Membran protein yang ditemukan pada permukaan trombosit dikenali sebagai bahan
asing oleh tubuh, yang menyebabkan sistem kekebalan tubuh membuat autoantibodi dan
sitotoksik T-sel untuk menangkis bahan asing tersebut. Dalam ITP, antibodi anti-platelet
dan sitotoksik T-sel tidak hanya menyebabkan trombosit akan cepat hancur, tetapi
mereka juga dapat mengganggu thrombopoiesis dan mencegah megakaryocytes untuk
memproduksi cukup trombosit untuk menggantikan trombosit yang hancur. Penurunan
produksi trombosit dalam kombinasi dengan kerusakan yang cepat dari trombosit dapat
menyebabkan jumlah trombosit sangat rendah (Wirasakti, 2012).

C. Patofisiologi
ITP disebabkan oleh autoantibodi trombosit spesifik yang mengikat trombosit,
dinamakan IgG autoantibodi trombosit. IgG ini melapisi trombosit dan membuatnya lebih
mudah untuk dihancurkan oleh makrofag yang membawa reseptor membran untuk IgG
dalam limfa dan hati. Penghancuran ini menyebabkan jumlah trombosit menurun dan
terjadi trombositopenia diikuti perdarahan. Manifestasi utama dari ITP dengan trombosit
kurang dari 30.000/mm3 adalah tumbuhnya petekie. Petekie ini dapat muncul karena
adanya antibodi IgG yang ditemukan pada membran trombosit yang akan mengakibatkan
gangguan agregasi trombosit dan meningkatkan pembuangan serta penghancuran
trombosit oleh sistem makrofag. Agregasi trombosit yang terganggu ini akan
menyebabkan penyumbatan kapiler-kapiler darah yang kecil. Pada proses ini dinding
kapiler dirusak sehingga timbul perdarahan dalam jaringan (Alvina, 2011).

D. Manifestasi klinis
Penderita ITP menurut McPhee dan Ganong (2010), memiliki manifestasi klinis
sebagai berikut, yaitu:
1. Jumlah trombosit sangat rendah yaitu <10.000/l, sedangkan pada manusia normal
jumlah trombosit diatas 150.000/l.
2. Pasien mudah memar dengan trauma.
3. Ketika jumlah trombosit di bawah 5.000/l, timbul perdarahan titik (petekie) secara
spontan di kulit dan selaput lender yang dapat berkembang menjadi ekimosis..
4. Sering mengalami mimisan, perdarahan pada gusi, saluran cerna, dan mukosa
kandung kemih.
Menurut Bakta dalam Wirasakti (2013), ITP dibagi menjadi dua, yaitu:
1. ITP akut
Dialami tidak lebih dari enam bulan. Lebih sering terjadi pada anak, setelah infeksi
virus akut atau vaksinasi. Sebagian besar sembuh spontan namun beberapa
berkembang menjadi ITP kronik.
2. ITP kronik
Sebagian besar dijumpai pada wanita umur 15-50 tahun. Penyakit ini berjalan
berbulan-bulan atau bertahun-tahun dan hilang timbul. Jarang mengalami
kesembuhan spontan.

E. Manifestasi oral
Manifestasi oral pada penderita ITP adalah sebagai berikut:
1. Terdapat lesi pada rongga mulut
2. Terdapat traumatis minor pada mukosa mulut yang ditimbulkan terus menerus selama
proses mengunyah dan menelan makanan
3. Perdarahan secara spontan yang terjadi pada gusi (Neville dkk., 2009).

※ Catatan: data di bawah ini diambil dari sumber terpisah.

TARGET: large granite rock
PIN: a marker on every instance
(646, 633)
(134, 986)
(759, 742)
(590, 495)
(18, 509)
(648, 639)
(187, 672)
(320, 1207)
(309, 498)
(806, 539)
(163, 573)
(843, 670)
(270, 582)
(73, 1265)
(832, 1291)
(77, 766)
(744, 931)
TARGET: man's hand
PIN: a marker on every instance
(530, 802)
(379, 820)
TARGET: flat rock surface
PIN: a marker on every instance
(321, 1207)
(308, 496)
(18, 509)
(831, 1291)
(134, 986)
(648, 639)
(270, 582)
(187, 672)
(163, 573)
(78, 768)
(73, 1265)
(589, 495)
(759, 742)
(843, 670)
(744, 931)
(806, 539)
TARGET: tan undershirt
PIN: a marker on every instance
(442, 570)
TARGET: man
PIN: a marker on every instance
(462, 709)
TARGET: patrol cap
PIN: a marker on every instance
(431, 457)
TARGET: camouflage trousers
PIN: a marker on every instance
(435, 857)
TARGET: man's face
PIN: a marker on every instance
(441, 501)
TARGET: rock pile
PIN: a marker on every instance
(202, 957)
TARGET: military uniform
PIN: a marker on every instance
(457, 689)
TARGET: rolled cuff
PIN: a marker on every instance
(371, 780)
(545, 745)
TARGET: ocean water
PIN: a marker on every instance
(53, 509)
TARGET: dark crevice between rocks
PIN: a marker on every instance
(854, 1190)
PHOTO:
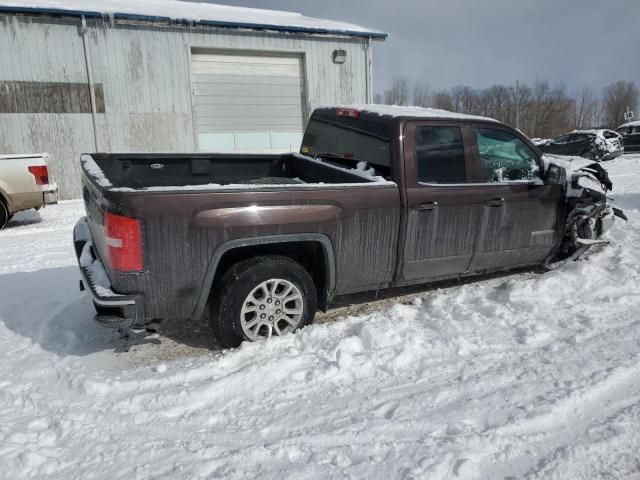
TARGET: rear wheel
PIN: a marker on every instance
(260, 298)
(4, 215)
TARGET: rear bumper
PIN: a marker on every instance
(116, 310)
(612, 155)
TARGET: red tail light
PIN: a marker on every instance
(124, 242)
(348, 112)
(41, 172)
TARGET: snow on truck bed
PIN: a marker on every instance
(522, 376)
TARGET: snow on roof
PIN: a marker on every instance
(204, 13)
(404, 111)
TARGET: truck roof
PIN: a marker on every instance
(396, 111)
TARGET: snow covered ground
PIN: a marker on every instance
(523, 376)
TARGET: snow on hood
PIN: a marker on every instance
(590, 173)
(195, 12)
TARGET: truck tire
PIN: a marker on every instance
(4, 215)
(262, 297)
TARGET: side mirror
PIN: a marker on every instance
(555, 175)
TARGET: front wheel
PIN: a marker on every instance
(260, 298)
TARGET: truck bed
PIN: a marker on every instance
(148, 172)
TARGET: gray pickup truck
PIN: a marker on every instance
(378, 197)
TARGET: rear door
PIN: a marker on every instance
(519, 212)
(443, 213)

F. Relevansi dengan kedokteran gigi
Para dokter gigi harus mengambil tindakan pencegahan khusus dalam menangani
pasien dengan ITP. Terdapat beberapa manifestasi oral yang terlihat pada pasien ITP
yaitu terjadinya perdarahan yang sangat banyak di rongga mulut atau gusi. Perdarahan
gusi dalam perawatan gigi ini mungkin sulit untuk dikontrol. Harus dilakukan
pengecekan jumlah trombosit jika akan melakukan operasi pada rongga mulut. Perawatan
gigi yang beresiko menyebabkan pendarahan dapat ditunda hingga jumlah trombosit
pasien diatas 50.000/mcL (DeLong and Burkhart, 2013).

G. Referensi
Alvina. 2011. Idiopathic Thrombocytopenic Purpura: Laboratory Diagnosis and
Management. Univ Med: 30 (2):126-34.
Betz, Celily Lynn. 2009. Buku Saku Keperawatan Pediatri Ed. 5. Jakarta: EGC.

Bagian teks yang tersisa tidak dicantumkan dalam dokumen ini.